Update kubeflow/katib manifests from v0.14.0 #2273

Conversation

annajung
Copy link
Member

Signed-off-by: Anna Jung (VMware) [email protected]

Description of your changes:

  • Sync Katib 0.14.0 (ref)

cc @kubeflow/release-team

@annajung
Copy link
Member Author

github actions failed due to error: timed out waiting for the condition on pods/katib-mysql-5bf95ddfcc-587tt

I ran the commands locally against Kubernetes 1.22 and was not able to recreate the issue. Is it possible to review the pod logs? cc @kimwnasptd

@annajung
Copy link
Member Author

annajung commented Aug 30, 2022

After looking into this a bit more, I'm still not sure why it's failing. One approach that we could possibly take is instead of waiting for all pods in all namespaces to be "Ready", can we only check the kubeflow namespace instead?

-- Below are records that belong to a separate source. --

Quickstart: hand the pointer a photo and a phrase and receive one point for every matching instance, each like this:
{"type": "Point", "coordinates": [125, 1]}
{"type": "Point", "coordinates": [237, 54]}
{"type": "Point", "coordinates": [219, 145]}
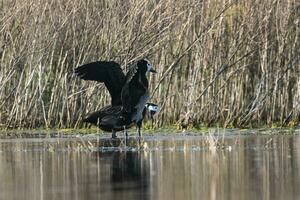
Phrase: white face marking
{"type": "Point", "coordinates": [153, 108]}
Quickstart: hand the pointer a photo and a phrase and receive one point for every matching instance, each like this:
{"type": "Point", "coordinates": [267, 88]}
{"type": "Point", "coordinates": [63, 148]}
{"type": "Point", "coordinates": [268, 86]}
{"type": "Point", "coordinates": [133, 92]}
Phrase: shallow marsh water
{"type": "Point", "coordinates": [229, 164]}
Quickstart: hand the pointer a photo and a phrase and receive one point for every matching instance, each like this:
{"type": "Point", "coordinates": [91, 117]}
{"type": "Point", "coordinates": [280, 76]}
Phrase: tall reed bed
{"type": "Point", "coordinates": [231, 62]}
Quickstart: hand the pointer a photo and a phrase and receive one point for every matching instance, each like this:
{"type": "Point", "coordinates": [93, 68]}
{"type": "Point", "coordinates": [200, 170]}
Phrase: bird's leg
{"type": "Point", "coordinates": [139, 125]}
{"type": "Point", "coordinates": [152, 120]}
{"type": "Point", "coordinates": [125, 131]}
{"type": "Point", "coordinates": [113, 135]}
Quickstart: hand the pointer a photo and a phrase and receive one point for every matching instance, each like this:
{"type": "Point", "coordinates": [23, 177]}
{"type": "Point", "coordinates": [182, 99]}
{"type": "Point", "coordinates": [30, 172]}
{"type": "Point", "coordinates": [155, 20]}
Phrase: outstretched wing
{"type": "Point", "coordinates": [108, 72]}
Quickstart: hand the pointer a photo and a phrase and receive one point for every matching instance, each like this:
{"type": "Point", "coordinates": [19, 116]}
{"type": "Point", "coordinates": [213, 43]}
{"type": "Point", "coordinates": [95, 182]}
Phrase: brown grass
{"type": "Point", "coordinates": [226, 62]}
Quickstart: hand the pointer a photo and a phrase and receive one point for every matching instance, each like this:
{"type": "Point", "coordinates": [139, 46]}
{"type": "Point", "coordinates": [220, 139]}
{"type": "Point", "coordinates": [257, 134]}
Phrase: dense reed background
{"type": "Point", "coordinates": [232, 63]}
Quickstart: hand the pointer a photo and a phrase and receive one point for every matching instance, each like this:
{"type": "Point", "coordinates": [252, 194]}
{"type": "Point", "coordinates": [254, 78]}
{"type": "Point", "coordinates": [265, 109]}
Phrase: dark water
{"type": "Point", "coordinates": [237, 166]}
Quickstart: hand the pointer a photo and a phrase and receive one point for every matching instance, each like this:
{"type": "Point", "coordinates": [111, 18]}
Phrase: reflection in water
{"type": "Point", "coordinates": [255, 167]}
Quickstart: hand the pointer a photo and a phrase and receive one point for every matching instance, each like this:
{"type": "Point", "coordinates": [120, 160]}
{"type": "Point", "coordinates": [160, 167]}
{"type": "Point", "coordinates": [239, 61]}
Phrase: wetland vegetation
{"type": "Point", "coordinates": [226, 63]}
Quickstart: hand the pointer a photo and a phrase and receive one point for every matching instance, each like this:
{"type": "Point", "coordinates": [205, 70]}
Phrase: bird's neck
{"type": "Point", "coordinates": [143, 81]}
{"type": "Point", "coordinates": [140, 81]}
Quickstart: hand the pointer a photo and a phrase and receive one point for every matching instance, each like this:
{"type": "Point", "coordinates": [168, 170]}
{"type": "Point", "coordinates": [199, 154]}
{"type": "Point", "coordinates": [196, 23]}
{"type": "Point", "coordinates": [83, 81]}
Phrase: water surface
{"type": "Point", "coordinates": [242, 165]}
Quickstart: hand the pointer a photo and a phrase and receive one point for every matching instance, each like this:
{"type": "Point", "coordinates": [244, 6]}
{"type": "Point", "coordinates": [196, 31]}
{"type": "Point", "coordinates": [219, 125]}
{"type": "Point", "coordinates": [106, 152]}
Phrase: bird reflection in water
{"type": "Point", "coordinates": [129, 173]}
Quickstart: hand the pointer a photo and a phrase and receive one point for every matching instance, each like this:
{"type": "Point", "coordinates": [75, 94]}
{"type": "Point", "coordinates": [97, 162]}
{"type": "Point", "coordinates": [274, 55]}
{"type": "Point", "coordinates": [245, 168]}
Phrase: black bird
{"type": "Point", "coordinates": [110, 118]}
{"type": "Point", "coordinates": [129, 93]}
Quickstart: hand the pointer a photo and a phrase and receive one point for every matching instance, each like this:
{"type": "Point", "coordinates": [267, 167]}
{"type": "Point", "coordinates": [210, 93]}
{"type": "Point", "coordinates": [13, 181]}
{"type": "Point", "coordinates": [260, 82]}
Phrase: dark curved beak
{"type": "Point", "coordinates": [152, 70]}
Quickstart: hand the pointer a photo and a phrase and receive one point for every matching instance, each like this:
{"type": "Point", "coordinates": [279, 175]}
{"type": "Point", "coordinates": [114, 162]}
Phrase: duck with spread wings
{"type": "Point", "coordinates": [129, 93]}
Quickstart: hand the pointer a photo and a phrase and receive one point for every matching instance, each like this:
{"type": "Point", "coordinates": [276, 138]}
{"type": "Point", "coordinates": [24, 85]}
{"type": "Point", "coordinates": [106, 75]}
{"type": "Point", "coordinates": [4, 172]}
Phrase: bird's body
{"type": "Point", "coordinates": [129, 93]}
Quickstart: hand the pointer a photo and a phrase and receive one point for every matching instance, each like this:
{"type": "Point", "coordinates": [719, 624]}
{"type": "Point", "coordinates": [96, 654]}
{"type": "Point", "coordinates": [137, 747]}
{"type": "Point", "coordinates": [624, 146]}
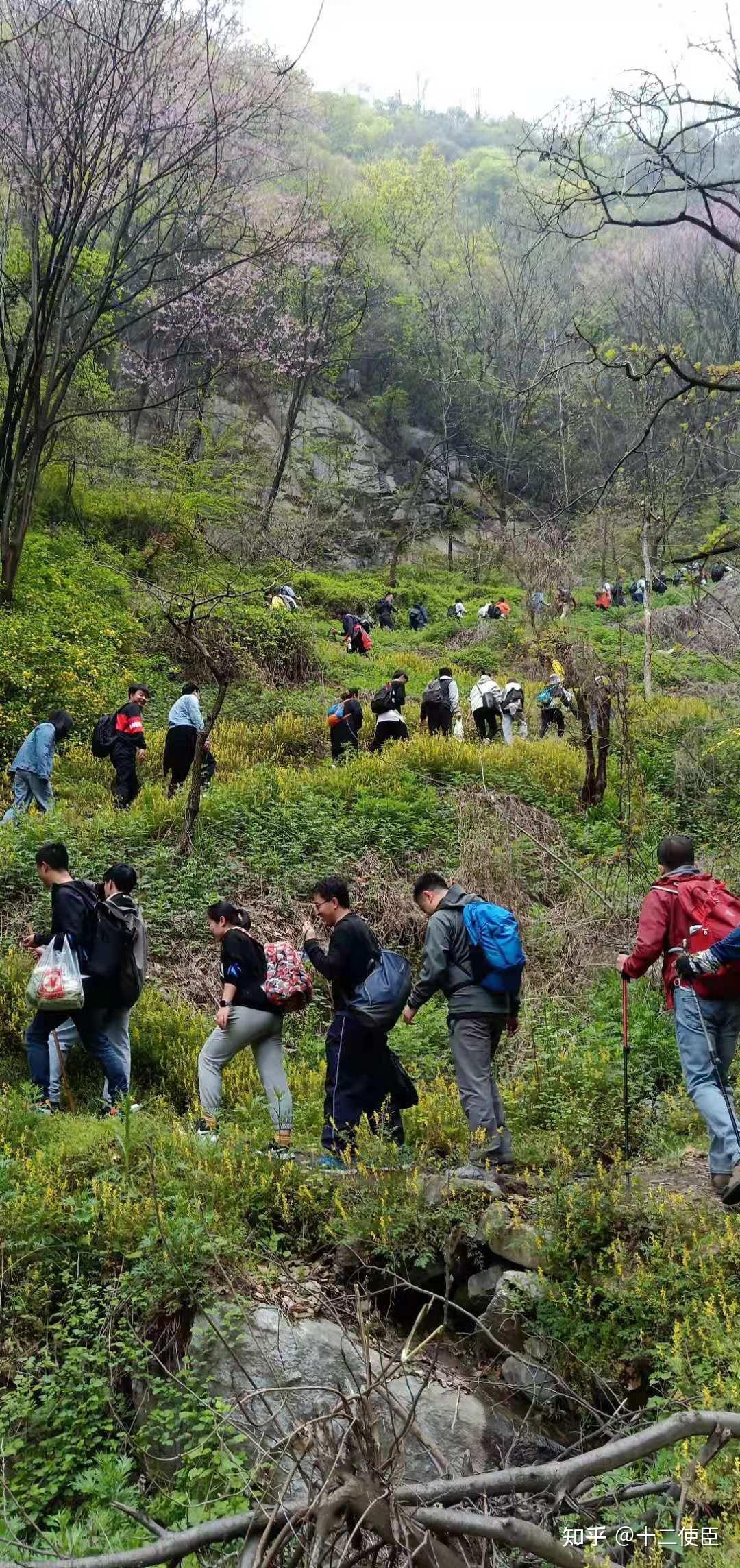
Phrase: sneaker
{"type": "Point", "coordinates": [731, 1194]}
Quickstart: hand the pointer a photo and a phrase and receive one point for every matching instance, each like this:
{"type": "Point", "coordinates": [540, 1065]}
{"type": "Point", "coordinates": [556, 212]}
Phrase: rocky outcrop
{"type": "Point", "coordinates": [294, 1388]}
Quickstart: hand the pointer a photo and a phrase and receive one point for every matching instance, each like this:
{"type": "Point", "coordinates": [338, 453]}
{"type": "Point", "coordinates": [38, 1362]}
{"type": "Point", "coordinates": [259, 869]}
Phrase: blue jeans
{"type": "Point", "coordinates": [112, 1021]}
{"type": "Point", "coordinates": [29, 788]}
{"type": "Point", "coordinates": [95, 1040]}
{"type": "Point", "coordinates": [722, 1018]}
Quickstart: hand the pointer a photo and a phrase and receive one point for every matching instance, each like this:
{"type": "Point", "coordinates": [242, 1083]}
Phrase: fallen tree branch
{"type": "Point", "coordinates": [507, 1531]}
{"type": "Point", "coordinates": [562, 1474]}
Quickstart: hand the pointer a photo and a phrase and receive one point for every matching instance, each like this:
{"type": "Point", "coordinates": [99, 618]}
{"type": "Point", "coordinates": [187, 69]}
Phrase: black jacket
{"type": "Point", "coordinates": [352, 955]}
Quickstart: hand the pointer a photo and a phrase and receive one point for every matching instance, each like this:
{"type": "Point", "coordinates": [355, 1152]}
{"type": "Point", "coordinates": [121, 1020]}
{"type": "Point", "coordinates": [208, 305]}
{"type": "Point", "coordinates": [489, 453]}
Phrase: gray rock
{"type": "Point", "coordinates": [504, 1319]}
{"type": "Point", "coordinates": [516, 1244]}
{"type": "Point", "coordinates": [532, 1380]}
{"type": "Point", "coordinates": [280, 1375]}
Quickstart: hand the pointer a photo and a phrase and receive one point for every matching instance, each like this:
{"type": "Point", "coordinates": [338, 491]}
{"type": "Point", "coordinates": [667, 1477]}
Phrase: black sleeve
{"type": "Point", "coordinates": [333, 963]}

kubectl wait --for=condition=Ready pods --all -n kubeflow --timeout 180s

If we take that approach, we could also add additional checking in the istio installation script to make sure all pods are up

kubectl wait --for=condition=Ready pods --all -n istio-system --timeout 180s

@kimwnasptd wdyt? Not sure if this will fix the issue tbh

Also, we need #2271 to merge first as it fixes the katib test script path

@kimwnasptd
Copy link
Member

kimwnasptd commented Aug 31, 2022

I'd like to understand why do we see this error in the first place, since if the MySQL pod never becomes ready then we could hit other problems with testing down the road.

After using this GH action to ssh into the worker node, in my forked repo that runs this PR kimwnasptd#2, I found out that the mysql pod's container had started but it would never become ready.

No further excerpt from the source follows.